The doctrinal aspect is the dignity of the sinner, who can convert, and it refers to the Sixth Commandment, which are matters of faith. Instead, the pastoral aspect refers to the suitability of applying the blessing, depending on the times and places.
The pope is intentionally creating confusion around the issue of human sexuality and has basically endorsed blessing same sex couples. That’s deep sin as far as I am concerned. Criticism of the pope is more than justified when he teaches error. Stop defending the indefensible.

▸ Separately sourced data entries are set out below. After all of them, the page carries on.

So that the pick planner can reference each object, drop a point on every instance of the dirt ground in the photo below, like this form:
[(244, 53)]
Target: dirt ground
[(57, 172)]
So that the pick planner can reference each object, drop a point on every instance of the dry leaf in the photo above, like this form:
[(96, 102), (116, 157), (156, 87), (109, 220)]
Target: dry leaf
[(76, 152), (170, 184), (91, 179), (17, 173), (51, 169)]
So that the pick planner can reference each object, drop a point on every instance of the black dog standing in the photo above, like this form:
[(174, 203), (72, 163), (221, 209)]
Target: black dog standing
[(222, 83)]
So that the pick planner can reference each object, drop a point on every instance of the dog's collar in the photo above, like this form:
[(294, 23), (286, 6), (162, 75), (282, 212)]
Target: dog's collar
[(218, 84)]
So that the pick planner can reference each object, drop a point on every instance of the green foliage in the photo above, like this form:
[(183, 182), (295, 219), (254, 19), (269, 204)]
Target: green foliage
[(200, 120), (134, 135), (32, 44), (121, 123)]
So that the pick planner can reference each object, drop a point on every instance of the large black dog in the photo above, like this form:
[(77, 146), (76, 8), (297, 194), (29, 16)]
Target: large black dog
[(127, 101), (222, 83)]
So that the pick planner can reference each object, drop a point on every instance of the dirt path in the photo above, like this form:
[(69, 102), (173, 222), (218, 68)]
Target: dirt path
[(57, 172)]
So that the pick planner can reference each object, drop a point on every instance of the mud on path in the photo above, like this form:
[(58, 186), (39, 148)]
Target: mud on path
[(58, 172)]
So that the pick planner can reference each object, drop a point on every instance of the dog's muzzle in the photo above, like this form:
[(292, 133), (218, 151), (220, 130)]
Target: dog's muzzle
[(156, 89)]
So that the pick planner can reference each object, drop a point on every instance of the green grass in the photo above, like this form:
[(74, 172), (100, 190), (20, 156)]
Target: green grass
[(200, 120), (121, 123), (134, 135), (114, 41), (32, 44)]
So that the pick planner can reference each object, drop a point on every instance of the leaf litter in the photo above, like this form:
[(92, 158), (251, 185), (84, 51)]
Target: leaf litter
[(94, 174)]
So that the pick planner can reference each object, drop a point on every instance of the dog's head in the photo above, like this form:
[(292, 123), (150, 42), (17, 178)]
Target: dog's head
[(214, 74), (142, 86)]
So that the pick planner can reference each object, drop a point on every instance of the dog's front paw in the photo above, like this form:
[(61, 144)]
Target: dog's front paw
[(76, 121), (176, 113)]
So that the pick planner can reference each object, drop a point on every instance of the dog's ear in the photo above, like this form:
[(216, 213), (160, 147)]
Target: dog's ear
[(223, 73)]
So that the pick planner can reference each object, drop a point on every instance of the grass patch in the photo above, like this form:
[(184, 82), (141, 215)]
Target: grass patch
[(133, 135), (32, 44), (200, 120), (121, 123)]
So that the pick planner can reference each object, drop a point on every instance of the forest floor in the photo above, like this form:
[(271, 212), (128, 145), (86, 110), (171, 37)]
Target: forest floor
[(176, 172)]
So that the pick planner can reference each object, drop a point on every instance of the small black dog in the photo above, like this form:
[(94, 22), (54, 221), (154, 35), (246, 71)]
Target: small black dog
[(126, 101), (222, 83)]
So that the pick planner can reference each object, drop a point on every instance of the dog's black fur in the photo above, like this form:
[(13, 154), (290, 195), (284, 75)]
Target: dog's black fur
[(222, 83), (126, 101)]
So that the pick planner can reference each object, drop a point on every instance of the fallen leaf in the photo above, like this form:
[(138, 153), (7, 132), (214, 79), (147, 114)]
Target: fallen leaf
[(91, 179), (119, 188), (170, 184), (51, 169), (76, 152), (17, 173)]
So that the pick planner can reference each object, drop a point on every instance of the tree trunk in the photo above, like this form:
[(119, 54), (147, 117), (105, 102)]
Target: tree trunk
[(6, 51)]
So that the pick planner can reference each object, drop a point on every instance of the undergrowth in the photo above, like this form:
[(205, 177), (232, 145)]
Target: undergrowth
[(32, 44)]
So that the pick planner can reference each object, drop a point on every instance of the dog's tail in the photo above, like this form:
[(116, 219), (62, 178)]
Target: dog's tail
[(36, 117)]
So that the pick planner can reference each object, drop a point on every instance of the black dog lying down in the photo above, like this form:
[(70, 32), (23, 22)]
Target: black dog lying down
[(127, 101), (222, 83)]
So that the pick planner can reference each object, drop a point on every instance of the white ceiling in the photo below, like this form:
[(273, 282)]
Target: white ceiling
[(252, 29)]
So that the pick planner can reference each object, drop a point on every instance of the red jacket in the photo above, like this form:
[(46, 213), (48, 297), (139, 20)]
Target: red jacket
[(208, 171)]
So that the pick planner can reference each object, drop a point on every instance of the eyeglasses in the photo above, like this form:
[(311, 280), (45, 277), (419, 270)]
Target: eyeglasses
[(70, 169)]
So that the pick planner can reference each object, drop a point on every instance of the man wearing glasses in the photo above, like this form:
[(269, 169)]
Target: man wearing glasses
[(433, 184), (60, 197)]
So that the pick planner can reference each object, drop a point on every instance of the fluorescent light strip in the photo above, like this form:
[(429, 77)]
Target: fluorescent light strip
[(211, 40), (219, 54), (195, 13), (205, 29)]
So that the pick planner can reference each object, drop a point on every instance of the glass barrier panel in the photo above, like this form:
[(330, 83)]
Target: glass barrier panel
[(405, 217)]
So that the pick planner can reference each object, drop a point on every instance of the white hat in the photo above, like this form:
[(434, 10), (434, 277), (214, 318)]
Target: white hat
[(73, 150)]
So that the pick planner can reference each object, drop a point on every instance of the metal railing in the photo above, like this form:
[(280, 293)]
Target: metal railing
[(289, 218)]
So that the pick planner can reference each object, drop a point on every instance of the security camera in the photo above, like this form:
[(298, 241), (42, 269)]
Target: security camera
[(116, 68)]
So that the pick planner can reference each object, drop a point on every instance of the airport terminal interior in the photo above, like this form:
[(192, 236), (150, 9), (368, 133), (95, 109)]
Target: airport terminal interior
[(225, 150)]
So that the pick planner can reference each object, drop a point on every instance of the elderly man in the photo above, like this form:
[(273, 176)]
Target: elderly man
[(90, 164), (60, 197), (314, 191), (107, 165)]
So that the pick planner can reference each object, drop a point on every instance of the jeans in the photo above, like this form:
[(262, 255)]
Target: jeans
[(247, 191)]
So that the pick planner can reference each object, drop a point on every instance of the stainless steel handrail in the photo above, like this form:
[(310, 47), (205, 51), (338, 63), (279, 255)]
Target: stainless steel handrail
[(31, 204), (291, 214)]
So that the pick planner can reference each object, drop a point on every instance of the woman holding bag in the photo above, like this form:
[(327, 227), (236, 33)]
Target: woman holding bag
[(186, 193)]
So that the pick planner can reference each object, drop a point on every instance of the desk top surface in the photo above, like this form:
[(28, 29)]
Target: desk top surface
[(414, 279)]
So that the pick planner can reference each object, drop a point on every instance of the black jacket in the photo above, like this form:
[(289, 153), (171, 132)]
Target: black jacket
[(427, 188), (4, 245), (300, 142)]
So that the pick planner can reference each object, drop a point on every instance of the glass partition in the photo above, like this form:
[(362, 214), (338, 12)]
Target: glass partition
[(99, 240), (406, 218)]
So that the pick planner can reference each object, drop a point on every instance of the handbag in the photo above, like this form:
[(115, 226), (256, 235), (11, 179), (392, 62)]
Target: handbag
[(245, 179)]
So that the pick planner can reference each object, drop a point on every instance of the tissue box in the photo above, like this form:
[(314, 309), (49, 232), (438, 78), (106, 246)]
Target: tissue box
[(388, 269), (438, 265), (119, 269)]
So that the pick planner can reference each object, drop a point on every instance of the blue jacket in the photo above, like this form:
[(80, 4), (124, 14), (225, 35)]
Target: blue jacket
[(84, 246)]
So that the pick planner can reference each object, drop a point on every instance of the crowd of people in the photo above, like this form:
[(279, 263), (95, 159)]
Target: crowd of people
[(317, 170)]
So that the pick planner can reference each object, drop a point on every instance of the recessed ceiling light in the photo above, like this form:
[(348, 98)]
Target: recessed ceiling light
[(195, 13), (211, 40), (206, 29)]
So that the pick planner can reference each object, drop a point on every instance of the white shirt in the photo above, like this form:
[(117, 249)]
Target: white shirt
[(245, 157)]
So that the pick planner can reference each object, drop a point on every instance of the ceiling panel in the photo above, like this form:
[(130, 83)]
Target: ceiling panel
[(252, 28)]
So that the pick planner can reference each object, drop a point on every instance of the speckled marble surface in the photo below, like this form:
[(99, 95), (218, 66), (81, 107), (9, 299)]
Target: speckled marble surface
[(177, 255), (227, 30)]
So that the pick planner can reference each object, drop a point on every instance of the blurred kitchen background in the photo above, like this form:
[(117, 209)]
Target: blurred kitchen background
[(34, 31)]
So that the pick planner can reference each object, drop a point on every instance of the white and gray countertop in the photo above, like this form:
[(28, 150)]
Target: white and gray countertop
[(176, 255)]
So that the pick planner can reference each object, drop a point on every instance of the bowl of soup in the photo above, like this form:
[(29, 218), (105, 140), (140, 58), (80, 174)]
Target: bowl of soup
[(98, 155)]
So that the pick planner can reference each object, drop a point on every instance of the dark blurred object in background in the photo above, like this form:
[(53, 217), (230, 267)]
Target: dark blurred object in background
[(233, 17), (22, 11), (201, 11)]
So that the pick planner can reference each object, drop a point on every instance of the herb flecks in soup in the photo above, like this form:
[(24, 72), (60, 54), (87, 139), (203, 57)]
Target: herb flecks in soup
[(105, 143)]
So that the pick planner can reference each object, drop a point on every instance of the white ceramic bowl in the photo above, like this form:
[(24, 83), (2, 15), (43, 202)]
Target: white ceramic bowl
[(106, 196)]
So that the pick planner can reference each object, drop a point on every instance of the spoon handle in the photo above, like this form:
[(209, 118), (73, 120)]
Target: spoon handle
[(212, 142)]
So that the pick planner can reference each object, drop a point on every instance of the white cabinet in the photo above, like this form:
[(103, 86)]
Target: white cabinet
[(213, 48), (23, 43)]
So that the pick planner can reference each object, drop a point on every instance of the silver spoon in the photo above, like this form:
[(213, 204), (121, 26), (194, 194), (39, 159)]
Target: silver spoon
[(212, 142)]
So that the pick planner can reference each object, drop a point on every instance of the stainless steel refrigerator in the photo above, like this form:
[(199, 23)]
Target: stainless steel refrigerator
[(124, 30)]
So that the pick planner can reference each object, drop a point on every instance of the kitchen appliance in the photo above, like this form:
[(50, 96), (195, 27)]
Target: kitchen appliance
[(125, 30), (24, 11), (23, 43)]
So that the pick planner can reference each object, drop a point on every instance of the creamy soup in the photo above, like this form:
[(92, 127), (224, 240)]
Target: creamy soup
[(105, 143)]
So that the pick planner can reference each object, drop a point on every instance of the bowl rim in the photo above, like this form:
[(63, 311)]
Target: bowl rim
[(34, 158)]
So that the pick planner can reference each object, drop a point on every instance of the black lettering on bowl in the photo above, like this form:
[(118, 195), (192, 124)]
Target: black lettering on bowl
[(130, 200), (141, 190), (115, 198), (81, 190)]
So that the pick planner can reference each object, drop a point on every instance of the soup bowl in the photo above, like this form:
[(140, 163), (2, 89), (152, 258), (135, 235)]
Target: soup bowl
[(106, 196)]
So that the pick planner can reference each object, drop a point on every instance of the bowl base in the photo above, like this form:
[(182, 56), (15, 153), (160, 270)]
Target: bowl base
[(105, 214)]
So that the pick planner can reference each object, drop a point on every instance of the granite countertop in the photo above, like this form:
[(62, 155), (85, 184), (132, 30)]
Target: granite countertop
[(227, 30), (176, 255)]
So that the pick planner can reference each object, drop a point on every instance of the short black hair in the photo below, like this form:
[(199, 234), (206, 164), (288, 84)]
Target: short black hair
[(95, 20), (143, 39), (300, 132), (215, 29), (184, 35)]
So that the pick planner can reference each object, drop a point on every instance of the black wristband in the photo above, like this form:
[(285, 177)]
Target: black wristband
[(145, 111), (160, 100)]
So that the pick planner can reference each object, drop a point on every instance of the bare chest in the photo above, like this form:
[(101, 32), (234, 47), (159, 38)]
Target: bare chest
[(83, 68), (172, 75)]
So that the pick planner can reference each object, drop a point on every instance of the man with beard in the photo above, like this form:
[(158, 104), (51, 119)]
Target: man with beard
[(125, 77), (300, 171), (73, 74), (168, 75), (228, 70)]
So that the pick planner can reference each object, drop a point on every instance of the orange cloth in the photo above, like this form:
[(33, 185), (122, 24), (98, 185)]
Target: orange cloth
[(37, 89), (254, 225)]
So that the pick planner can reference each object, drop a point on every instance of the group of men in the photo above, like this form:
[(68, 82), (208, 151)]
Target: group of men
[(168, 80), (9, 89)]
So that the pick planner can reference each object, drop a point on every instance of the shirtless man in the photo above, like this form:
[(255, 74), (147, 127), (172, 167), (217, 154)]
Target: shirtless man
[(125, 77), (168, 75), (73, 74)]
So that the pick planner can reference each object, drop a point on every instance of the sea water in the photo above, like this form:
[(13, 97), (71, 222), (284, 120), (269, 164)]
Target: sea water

We read: “The doctrinal aspect is the dignity of the sinner, who can convert, and it refers to the Sixth Commandment, which are matters of faith. Instead, the pastoral aspect refers to the suitability of applying the blessing, depending on the times and places.”
This comment refers to “the sinner” as a singular, and yet the ignored issue at hand is the blessing of a “couple” as such, in any of its “irregular” forms. So, not only “times and places,” but the inventive nature of the “blessing.”
And, as for what is being blessed, today’s deception in Fiducia Supplicans was well enough anticipated and prohibited by, what, a previous pope! The moral law, itself, now is explicitly part of the Magisterium, not to be rendered ambiguous and manipulated by supposedly sideline “opinions” of subsequent popes:
“This is the first time, in fact, that the MAGISTERIUM of the Church [caps added] has set forth in detail the fundamental elements of this [‘moral’] teaching, and presented the principles for the pastoral discernment necessary in practical and cultural situations which are complex and even crucial” (St. John Paul II, Veritatis Splendor, 1993, n. 115). And, “The Church is no way [!] the author or the arbiter [read opinionator] of this [‘moral’] norm” (n. 95).
As for the “pastoral aspect [of Fiducia Supplicans, FS] that can be discussed,” where exactly does FS admit any discussion of the following which, again, is now an integral part of the Magisterium???
“A separation, or even an opposition [!], is thus established in some cases between the teaching of the precept, which is valid and general, and the norm of the individual conscience, which would in fact make the final decision [no longer a ‘moral judgment’!] about what is good and what is evil. On this basis, an attempt is made to legitimize so-called ‘pastoral’ solutions [!] contrary to the teaching of the Magisterium [!], and to justify a ‘creative’ hermeneutic according to which the moral conscience is in no way obliged, in every case, by a particular negative precept [thou shalt not!]” (Veritatis Splendor, n. 56).
FS layers the onion of theological invention in order to replace in practice the Magisterium, but the smell is undeniable.